5 Sterne sind nicht genug
Datum:01.01.1970 01:00 - Rating: 5/55 Sterne gibt man CDs die einem einwandfrei und super gut gefallen.
Ich denke aber schon das diese CD herausragt aus all denen denen man normal 5 Sterne geben würde. So wie z.B. Nevermind von Nirvana - da reichen die 5 auch nicht. OK ich will nicht sagen das dieses Album so gut oder so bedeutend wie Nevermind ist -aber es ist nicht weit davon entfernt. Intensiv, hart, dennoch melodisch - zuweilen poetisch gelingt ATDI sicher eines der besten wichtigsten Alben - Emo sowieso, aber auch sonst. Absolutes Pflichtinventar eines jeden Musikliebhabers - erst recht zu den Preisen die momentan dafür aufgerufen werden. Meine Favoriten sind natürlch Invalid Litter Dept. aber auch vor allem Rolodex Propaganda und Cosmonaut - aber auch sonst gibts keine Ausfälle und ein überragendes Gesamtbild - inzwischen Legende das Ganze da sie sich ja sofort aufgelöst haben als sich der Erfolg einstellte. Mit den Nachfolgebands kann ich leider nicht so viel anfangen...
Kann was!
Datum:01.01.1970 01:00 - Rating: 5/5At the drive in zeigen auf diesem Album mal schnell, wie die Zukunft der Rockmusik auszusehen hat und lösen sich danach auf, um mit The Mars Volta zu ganz weit entfernten Ufern aufzubrechen. The Mars Volta sind zwar auch cool, aber At the drive in hat für mich klar dass grössere Album vorgelegt, da sie bei allen abgefahrenen Strukturen nie den Song aus den Augen verlieren. Ansonsten benötigt man ein wenig Zeit um sich reinzuhören, beim ersten Durchgang kann man zwar schon ahnen, dass hier etwas grosses wachsen wird, doch jeder einzelne Song entfaltet immer neue Höhepunkte je öfter man ihn sich zu gemüte führt. Ein Album das sich nicht abnutzt!
Ein Meilenstein
Datum:01.01.1970 01:00 - Rating: 5/5Das zweite Album des Chaos-Kollektivs aus El-Paso. Und was für eins! Schon der Opener "Arc-Arsenal" hat es in sich. Wabernde Gitarren,nervöse Rasseln, und dann der Einsatz der Stimme. Schnell und Kompromisslos, wie das ganze Album. Es gibt an jeder Ecke was neues rauszuhören. Ich finde auch, das dieses Album am meisten an Mars Volta erinnert, was die Menge an Effekten und Insturmenten angeht, die hier benutzt werden. Enfilade und Invalid Litter Department reihen sich nahtlos in die Liste der Juwelen des Post-Hardcore ein. Das ganze Album ist eigentlich perfekt ohne Skip-Taste zu genießen, wobei die Songs zum Ende hin immer sperriger und kunstvoller werden. Diese CD ist mit Sicherheit ein riesen Erfolg und ein Higlight das auch noch die nächsten Jahrzehnte überleben wird!

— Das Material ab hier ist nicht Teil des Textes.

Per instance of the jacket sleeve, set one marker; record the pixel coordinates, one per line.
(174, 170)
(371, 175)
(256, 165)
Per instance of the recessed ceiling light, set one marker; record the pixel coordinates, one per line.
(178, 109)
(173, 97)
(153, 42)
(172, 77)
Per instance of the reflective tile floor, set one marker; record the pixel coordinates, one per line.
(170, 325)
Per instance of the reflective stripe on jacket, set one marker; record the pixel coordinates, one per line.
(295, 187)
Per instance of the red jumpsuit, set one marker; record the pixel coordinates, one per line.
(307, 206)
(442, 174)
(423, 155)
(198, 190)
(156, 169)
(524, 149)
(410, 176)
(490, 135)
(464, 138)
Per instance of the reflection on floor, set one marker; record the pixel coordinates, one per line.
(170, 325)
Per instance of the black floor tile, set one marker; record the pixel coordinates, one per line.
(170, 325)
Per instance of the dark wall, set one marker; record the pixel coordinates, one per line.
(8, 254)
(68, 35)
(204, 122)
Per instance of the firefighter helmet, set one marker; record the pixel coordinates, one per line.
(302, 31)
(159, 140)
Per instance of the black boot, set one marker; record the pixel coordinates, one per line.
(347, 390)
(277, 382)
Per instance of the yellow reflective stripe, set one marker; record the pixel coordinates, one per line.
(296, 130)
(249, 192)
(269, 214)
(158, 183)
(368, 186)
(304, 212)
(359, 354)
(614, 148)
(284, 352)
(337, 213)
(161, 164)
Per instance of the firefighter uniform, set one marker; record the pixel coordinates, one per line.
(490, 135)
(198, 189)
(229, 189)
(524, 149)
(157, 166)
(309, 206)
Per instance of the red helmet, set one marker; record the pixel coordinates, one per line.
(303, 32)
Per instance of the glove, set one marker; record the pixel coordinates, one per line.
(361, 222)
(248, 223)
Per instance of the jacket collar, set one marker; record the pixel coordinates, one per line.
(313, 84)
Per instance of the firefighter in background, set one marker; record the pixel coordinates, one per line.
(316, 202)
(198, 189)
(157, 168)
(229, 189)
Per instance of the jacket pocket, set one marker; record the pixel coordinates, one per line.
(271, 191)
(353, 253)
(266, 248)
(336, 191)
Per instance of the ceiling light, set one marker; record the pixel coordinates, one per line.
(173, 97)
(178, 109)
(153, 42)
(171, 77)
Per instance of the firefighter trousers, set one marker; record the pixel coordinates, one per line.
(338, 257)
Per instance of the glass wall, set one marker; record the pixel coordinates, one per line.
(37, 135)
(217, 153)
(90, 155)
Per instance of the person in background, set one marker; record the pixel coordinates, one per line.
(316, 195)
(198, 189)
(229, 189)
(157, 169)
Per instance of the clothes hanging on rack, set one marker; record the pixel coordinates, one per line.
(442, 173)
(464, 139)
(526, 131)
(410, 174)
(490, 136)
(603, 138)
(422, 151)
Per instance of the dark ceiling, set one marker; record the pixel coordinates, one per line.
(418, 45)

At the Drive In ... at it's best
Datum:01.01.1970 01:00 - Rating: 5/5Geniales Album! Das erste Lied ist schon eine Bombe: belebtes Schlagzeug mischt sich mit Gitarrenmelodie tritt für einen kurzen Moment zu Gunsten des Basses zurück und ...Boom explodiert zu einen Track der es in sich hat. Der Rest des Albums verläuft qualitativ auf mindestens dem gleichen Niveau, explosive Tracks zum abgehen, ruhige Songs und dazwischen liegt allerhand. Nicht nur Cedric Bixler beherrscht die ganze Bandbreite von emotionalem, melodiösem Gesang bis hin zu geschrienen Passagen die den Liedern immer noch ein wenig mehr Auftrieb, Emotionalität und Qualität geben, sondern die ganze Band beweist ihr Können um ein wunderbares Stück Musikgeschichte zu schreiben. Sehr gutes Album. Einer der Gründe warum At the Drive In zu meinen Favoriten zählen.